A phone call from reception tells me she’s downstairs. I’ve decided on a conservative sweater and jeans, dressed up with a fancy scarf. The sort of thing a respectable married woman might wear, but one with flair.
A noisy coach party of Japanese tourists packs the hotel lobby. You’d imagine a nun would stick out, but she’s nowhere to be seen. Thinking she might have decided to wait in the street, I shuffle through the crowd to the doors and down the shallow steps. I fish out my phone and page through the list of recent callers when someone taps me on the shoulder.
‘Lisa Doyle?’
I’d half expected a refugee from the Sound of Music, but Bernie turns out to be an elegant woman, dressed in black, with an asymmetrical bob.
She laughs and gathers me in a hug.
‘I know what you’re thinking,’ she says. ‘Where’s the penguin suit?’
She’s right, that’s exactly what I’m thinking.
‘The Blessed Lady Mary Sisterhood is a progressive movement. We believe in spreading His word by blending in with the community rather than standing apart from it.’
‘Is that Armani.’ I try not to sound shocked.
‘It is.

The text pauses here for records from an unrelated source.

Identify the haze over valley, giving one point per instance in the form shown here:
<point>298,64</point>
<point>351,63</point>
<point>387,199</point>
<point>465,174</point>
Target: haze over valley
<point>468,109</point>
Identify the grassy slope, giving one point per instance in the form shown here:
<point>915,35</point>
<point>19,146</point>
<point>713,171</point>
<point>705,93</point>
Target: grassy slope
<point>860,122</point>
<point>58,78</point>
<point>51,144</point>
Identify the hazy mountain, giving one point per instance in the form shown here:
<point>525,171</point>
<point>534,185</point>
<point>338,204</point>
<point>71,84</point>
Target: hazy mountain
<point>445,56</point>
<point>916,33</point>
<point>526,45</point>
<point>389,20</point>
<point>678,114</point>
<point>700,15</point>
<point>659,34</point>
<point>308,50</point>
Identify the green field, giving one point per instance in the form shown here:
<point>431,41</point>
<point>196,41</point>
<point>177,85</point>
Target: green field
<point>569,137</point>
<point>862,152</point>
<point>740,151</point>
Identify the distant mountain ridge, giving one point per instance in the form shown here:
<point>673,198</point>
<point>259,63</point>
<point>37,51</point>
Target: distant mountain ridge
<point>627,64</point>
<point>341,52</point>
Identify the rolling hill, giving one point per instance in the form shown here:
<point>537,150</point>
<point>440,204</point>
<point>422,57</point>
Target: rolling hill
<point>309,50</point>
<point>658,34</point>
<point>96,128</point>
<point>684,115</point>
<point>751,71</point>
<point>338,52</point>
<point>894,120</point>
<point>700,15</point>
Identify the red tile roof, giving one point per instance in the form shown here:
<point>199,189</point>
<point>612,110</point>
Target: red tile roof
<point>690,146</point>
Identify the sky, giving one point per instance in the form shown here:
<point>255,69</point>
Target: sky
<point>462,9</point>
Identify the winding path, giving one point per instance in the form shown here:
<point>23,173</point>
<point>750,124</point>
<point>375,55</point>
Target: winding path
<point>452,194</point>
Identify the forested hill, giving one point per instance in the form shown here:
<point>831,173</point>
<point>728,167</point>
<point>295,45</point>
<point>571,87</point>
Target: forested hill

I got it in the sale though. Had to fight off some screaming harpie. She soon backed down when I showed her my cross. The Good Lord has his uses.’
Bernie oozes natural charisma. Is this really the unremarkable little girl who blended into backgrounds at school?
‘Lets get that coffee?’ I say.
‘Sod that!’ She rolls up her sleeve to look at her watch. ‘Coffee is a morning beverage. I’m in the mood for a drop of the hard stuff. I know a great little place not a stone’s throw from here. Great craic. Are you up for it?’
I’m too surprised to do anything but agree.
Bernie leads the way along Euston Road and down a small side street. When we reach what looks like someone’s front door, she rings the bell and a small grill is pulled aside.
‘Bernie, where have you been?’ A man exclaims, before throwing open the door and gathering her up in an embrace. They dance around on the street, laughing and jabbering away ten to the dozen, like old friends reunited.
‘Lisa, this is my brother Patrick,’ Bernie says. ‘Don’t suppose you remember him? He was three years ahead of us at school.’
Patrick holds out a hand in greeting.
‘Sure, but this can’t be one of your classmates,’ he says. ‘She’s not nearly old enough.’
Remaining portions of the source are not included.